SV data for mRobo3 revealed a major species at 4 S with a frictional ratio of 1.6–1.7, indicating an elongated shape, and an expected mass of 88 kDa, in agreement with a monomer (Supplementary Fig. 6a). A ~7-S peak observed in mRobo3 samples did not become more prominent with increasing mRobo3 concentrations, indicating that this peak may represent a contaminant or misfolded or aggregated species (Supplementary Fig. 6a). For mRobo1, numerous peaks are observed in c(s) distributions (Supplementary Fig. 6c), including the major 6.6-S peak representing dimeric mRobo1, but also peaks at 4 S and several between 8 and 30 S. The species appear to be in equilibrium, as the monomer wanes with increasing mRobo1 concentrations, and the 8.1-S peak (possibly a tetramer) becomes the second most prevalent peak with increasing concentrations.
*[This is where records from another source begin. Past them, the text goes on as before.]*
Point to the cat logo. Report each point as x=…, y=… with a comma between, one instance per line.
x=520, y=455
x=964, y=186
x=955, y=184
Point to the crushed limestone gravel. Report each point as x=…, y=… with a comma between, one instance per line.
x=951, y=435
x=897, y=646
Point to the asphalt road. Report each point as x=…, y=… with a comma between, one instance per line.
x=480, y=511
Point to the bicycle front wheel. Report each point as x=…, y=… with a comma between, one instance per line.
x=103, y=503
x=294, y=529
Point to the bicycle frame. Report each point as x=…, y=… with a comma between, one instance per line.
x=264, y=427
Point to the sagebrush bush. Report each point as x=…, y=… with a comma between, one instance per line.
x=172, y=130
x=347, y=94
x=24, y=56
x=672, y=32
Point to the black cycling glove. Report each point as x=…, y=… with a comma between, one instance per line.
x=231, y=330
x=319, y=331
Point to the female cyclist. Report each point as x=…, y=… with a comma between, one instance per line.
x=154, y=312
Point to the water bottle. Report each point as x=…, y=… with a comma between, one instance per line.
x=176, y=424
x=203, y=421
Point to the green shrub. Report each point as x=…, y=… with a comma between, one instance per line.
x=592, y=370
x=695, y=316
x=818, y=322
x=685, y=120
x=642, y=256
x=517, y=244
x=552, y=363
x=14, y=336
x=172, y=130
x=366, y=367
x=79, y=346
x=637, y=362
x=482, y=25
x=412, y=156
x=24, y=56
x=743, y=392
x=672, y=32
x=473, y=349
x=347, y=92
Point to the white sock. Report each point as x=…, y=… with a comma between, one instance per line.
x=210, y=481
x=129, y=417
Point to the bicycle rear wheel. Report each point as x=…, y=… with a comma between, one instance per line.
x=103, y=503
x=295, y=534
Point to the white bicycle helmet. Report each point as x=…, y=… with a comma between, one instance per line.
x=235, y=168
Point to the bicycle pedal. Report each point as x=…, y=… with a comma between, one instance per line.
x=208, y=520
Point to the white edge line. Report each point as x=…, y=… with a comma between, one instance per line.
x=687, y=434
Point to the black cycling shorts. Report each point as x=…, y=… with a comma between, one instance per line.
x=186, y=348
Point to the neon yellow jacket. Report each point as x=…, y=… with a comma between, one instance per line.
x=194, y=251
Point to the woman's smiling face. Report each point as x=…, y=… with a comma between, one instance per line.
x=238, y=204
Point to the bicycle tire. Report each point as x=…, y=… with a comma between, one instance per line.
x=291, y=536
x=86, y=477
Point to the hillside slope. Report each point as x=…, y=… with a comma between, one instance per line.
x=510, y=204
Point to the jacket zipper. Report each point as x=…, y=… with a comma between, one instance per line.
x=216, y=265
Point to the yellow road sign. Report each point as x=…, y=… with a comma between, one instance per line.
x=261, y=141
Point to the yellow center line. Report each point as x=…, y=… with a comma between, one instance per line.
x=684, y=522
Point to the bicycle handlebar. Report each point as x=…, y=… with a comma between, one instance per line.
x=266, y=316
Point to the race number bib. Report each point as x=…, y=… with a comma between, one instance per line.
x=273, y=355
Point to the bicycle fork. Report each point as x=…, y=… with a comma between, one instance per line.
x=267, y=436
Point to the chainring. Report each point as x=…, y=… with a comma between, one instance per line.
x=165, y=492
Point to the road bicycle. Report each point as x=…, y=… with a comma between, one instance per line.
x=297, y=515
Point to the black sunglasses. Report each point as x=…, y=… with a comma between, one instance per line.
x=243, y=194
Multi-angle light scattering (MALS)

MALS experiments were done on a Wyatt HELEOS II scattering detector coupled to an AKTA FPLC (GE Healthcare) with a Superose Increase 6 10/300 column using HBS as the sample and running buffer. For data collection and analysis, ASTRA software version 5.3.4 (Wyatt Technology Corp) was used. Average molar mass values calculated using the Zimm model were 117 kDa for hRobo3 (expected monomer: 108 kDa), 373 kDa for hNELL2 (expected trimer: 296 kDa), 292 kDa for mNELL1 (expected trimer: 301 kDa) and 294 kDa for mNELL2 (expected trimer: 296 kDa).

Small-angle x-ray scattering (SAXS)

hRobo3 ectodomain and full-length hNELL2 samples were injected at a concentration of 10–30 µM in a Superose 6 Increase 10/300 size exclusion column equilibrated with HBS at the Advanced Photon Source beamline 18 (Bio-CAT). For mRobo1, mRobo3, and mRobo1Robo3-FN1 ectodomains, samples with ~1 mg total of protein were injected. Data reduction and processing were performed using the BioXTAS RAW package65. Guinier plots for both datasets were drawn in RAW and P(r) analysis as performed with GNOM. Molecular weights were calculated using the Vc method of Rambo and Tainer66, yielding a monomeric 100 kDa for hRobo3 ECD and trimeric 283 kDa for hNELL2. Bead models were calculated using DAMMIF67. Models provided by DAMMIF were averaged and filtered by DAMAVER and DAMFILT68. Bead models shown in Fig. 7c, d are produced from DAMFILT. A list of data statistics for all SAXS analysis is provided in Supplementary Table 3.

Reporting summary

Further information on research design is available in the Nature Research Reporting Summary linked to this article.